In the coronavirus era, the U.S. Supreme Court is taking after Illinois’ 2nd District Appellate Court.
The nation’s top justices are using the same process for remote arguments that the Elgin-based intermediary court implemented after much of the state in March was ordered closed by the governor.
Arguments are audio-only, with one side getting uninterrupted time to make their case, followed by a designated question period from the panel. The process repeats for the other side.
There are obvious drawbacks. Some nuance is lost without visual cues, and the interactions aren’t as rich. But the relatively low-tech solution allowed the panel to keep its argument calendar in place and keep churning through cases.
“We thought it would be a nightmare to cancel oral arguments or postpone oral arguments in these important cases,” Justice Joseph E. Birkett said during a webinar on Thursday.
He noted he had experience with remote hearings as a state’s attorney, a necessity for a Frye hearing when one witness was in California and one was in New York.
“What we said is we are not going to allow justice to be a casualty of this pandemic,” Birkett added.
The virtual event dove in to the particulars of digital arguments in the 2nd District and elsewhere. Justices Ann B. Jorgensen and Mary Seminara Schostok, Mayer Brown LLP partner Michael A. Scodro, Swanson Martin & Bell LLP partner Catherine Basque Weiler and Hall Prangle & Schoonveld LLC’s Hugh C. Griffin also spoke. The event was moderated by Illinois Appellate Lawyers Association president and Hinshaw & Culbertson LLP partner Gretchen Harris Sperry.
Jorgensen said one of the initial misgivings she and her colleagues had about going remote was that no one was quite sure how long the shutdown would last.
“Was COVID going to be a 14-day thing? Because that was the initial sequestration period,” she recalled.
But once it became clear the courts were going to have to adjust to a new world for a longer than that, more practical issues came in to focus.
“The question was talking over each other, and how are we going to alleviate that? Because you can’t see each other. So, we came up with a format to address that, by giving each side the opportunity to argue without interruption, then entertain questions at the end,” Jorgensen said.
Schostok said the 2nd District is normally a “hot” bench, “and the first thing we do is come out of the gate” with questions, so that aspect of oral arguments is diminshed for the time being. But doing an audio-only setup with the WebEx conferencing service has also diminished technical difficulties that some people may have while trying to set up video.

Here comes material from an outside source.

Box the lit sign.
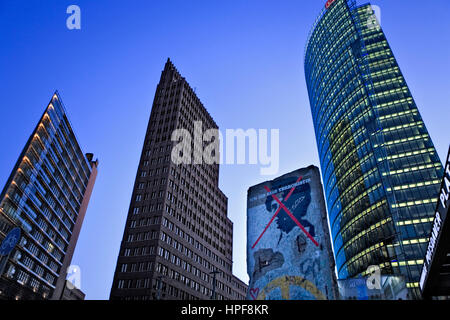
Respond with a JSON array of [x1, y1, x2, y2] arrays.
[[325, 0, 336, 9], [420, 149, 450, 290]]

“When we decided this, we were looking at — where are we going to have less glitches?” Shostok said. “And with this procedure, we’ve really had no glitches.”
She also joked that audio-only arguments was the right decision “in light of the fact that hairdressers were not deemed essential workers.”
The justices gave some general tips, too, for litigants who may argue before them remotely during the coronavirus era. Be concise, speak slowly and clearly, but make your case. Don’t just read straight from the brief.
They also signaled that, as long as litigants aren’t disadvantaged by a lack of good equipment or connectivity, remote arguments in some form may be here to stay even after the pandemic wanes.
“I think that’s coming,” Jorgensen said. “Who would’ve thought a year ago that we would have myriad seminars on how to use Zoom and how to place your camera. As this technology is falling on us like an avalanche, I think we’re going to get there very quickly.”